Kaum hatte sie die Wohnungstür hinter sich zugezogen, kam Jesus in den Flur getänzelt, in der Hand einen Zauberhut mit einem weißen Tuch. „Na, Ru? Was darf’s denn heute abend sein?“, fragte er und zog an dem Tuch, als wolle er etwas hervorzaubern. „Lust auf ein leckeres Abendmahl? Oder ist dir mehr nach einer Speisung mit den 4000? Oder sollen wir uns bei einem Pharisäer einladen?“
Die Heilige Geist blickte Jesus gespielt böse an und schleppte sich in die Küche, wo sie sich in einen Stuhl fallen ließ. „Fußwaschung wäre mir jetzt am liebsten“, seufzte sie und sah sich um. „Wo ist denn die Schöpferin?“, fragte sie. – „Überall und nirgends, wie immer, und in Ewigkeit, Amen!“ drehte Jesus mit offenen Armen eine Pirouette und zeigte elegant-schwungvoll in den gesamten Raum.
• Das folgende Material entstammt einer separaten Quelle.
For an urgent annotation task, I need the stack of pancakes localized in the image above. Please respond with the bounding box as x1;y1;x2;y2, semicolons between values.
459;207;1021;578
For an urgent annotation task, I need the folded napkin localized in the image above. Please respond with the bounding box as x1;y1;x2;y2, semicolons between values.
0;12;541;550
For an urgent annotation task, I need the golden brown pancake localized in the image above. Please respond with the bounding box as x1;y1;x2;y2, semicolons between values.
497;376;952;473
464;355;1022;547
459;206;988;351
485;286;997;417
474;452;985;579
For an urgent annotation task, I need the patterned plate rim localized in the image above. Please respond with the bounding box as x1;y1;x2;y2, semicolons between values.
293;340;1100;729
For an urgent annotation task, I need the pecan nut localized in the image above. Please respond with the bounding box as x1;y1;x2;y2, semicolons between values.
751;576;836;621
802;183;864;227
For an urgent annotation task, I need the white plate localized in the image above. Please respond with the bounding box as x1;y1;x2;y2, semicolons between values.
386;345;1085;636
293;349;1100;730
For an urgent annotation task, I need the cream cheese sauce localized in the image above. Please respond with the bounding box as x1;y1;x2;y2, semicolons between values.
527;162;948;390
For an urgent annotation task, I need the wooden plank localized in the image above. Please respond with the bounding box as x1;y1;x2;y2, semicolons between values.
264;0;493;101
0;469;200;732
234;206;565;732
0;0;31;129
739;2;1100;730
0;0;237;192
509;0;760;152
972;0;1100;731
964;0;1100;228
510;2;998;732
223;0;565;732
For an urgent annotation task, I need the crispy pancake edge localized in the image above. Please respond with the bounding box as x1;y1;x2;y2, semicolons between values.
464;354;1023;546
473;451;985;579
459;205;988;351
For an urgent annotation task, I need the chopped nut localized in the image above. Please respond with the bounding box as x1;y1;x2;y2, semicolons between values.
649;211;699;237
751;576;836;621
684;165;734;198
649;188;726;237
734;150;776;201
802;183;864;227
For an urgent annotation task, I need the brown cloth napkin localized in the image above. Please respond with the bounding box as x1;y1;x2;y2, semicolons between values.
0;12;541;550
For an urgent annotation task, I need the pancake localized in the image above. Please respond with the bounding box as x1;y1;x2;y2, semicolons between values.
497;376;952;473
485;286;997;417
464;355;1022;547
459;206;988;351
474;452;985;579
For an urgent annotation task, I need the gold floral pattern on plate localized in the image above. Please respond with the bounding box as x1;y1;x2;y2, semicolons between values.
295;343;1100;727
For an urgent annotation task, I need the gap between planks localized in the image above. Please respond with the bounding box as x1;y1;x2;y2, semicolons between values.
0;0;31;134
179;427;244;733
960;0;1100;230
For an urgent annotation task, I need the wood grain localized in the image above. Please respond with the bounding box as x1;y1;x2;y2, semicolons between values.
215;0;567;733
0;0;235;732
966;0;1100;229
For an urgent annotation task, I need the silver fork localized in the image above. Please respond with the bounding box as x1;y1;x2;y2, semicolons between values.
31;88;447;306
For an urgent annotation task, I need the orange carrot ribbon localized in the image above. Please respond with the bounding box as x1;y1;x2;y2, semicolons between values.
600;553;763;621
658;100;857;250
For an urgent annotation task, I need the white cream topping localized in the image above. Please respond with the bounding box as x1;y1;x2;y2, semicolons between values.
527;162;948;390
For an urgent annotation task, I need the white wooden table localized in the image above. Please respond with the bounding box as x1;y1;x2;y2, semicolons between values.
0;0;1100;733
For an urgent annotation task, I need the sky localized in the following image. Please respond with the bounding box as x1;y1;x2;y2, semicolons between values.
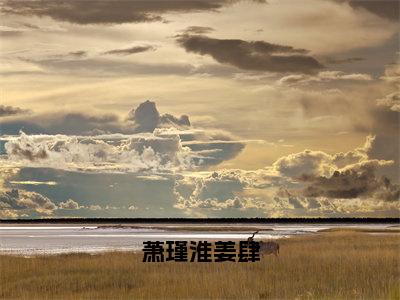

„Sag mal, was bist denn denn so unerträglich gut gelaunt?“, wunderte sich die Heilige Geist über Jesus. Jesus blieb auf dem Weg zu den Waschschüsseln abrupt stehen und sah sie mit großen Augen an: „Ja, weißt du es noch gar nicht?“ Er bog sein Kreuz durch und streckte sich, als wolle er sich wichtig machen. „Sie haben jetzt angefangen, über mich zu schreiben. Evangelien. Mindestens eine Hand voll. Mal sehen, welche am Ende übrig bleiben werden!“
„Schön, dass dich das freut – woanders sorgt es gerade für Empörung und Zwietracht“, entgegnete die Heilige Geist. „Du ahnst ja gar nicht, was da los ist. Gestern rief mich die Bibelausschussvorsitzende an. Sie flehte mich an, für Kraft und Liebe und Beständigkeit zu sorgen. Wegen deiner Evangelien geht es gerade drunter und drüber!“
„Wo ist denn das Problem?“, wunderte sich Jesus und kniete sich vor die Füße seiner Stellvertreterin. „Ist doch toll, dass sie über mich schreiben. Sie halten meine Worte und Taten fest für die Nachwelt, also werden es Worte des Trostes und der Versöhnung und des Friedens sein – das nimmt doch auch dir Arbeit ab, Ru!“
„Im Moment macht es mir eher Arbeit!“, widersprach die Heilige Geist. „Das Problem der Bibelausschussvorsitzenden ist: Zwei von den Evangelien haben wohl dasselbe Gleichnis aufgeschrieben, aber mit ein paar Unterschieden. Jetzt redet Matthäus nicht mehr mit Lukas, und Lukas sagt, mit einem wie Matthäus könne er unmöglich in einer Gemeinde sein!“
„Wieso das denn?“, wunderte sich Jesus. „Um welches Gleichnis geht es denn?“
„Um das Gleichnis vom großen Fest.“, berichtete die Heilige Geist. „Die Fassung von Matthäus endet damit, dass einer der Gäste wieder rausgeworfen wird, weil er keine feierliche Hochzeitskleidung trägt. Lukas findet das unmöglich. Er sagt, du hättest nie Wert auf Kleidung gelegt und dass gerade die Armen und Ausgestoßenen das falsch verstehen könnten. Es würde so klingen, als müssten sie doch wieder irgendwelche Voraussetzungen erfüllen, um eine Berechtigung für das Fest zu haben.“
„Wissen sie denn, dass der Gastgeber das Kleid zur Verfügung stellt?“, erkundigte sich Jesus.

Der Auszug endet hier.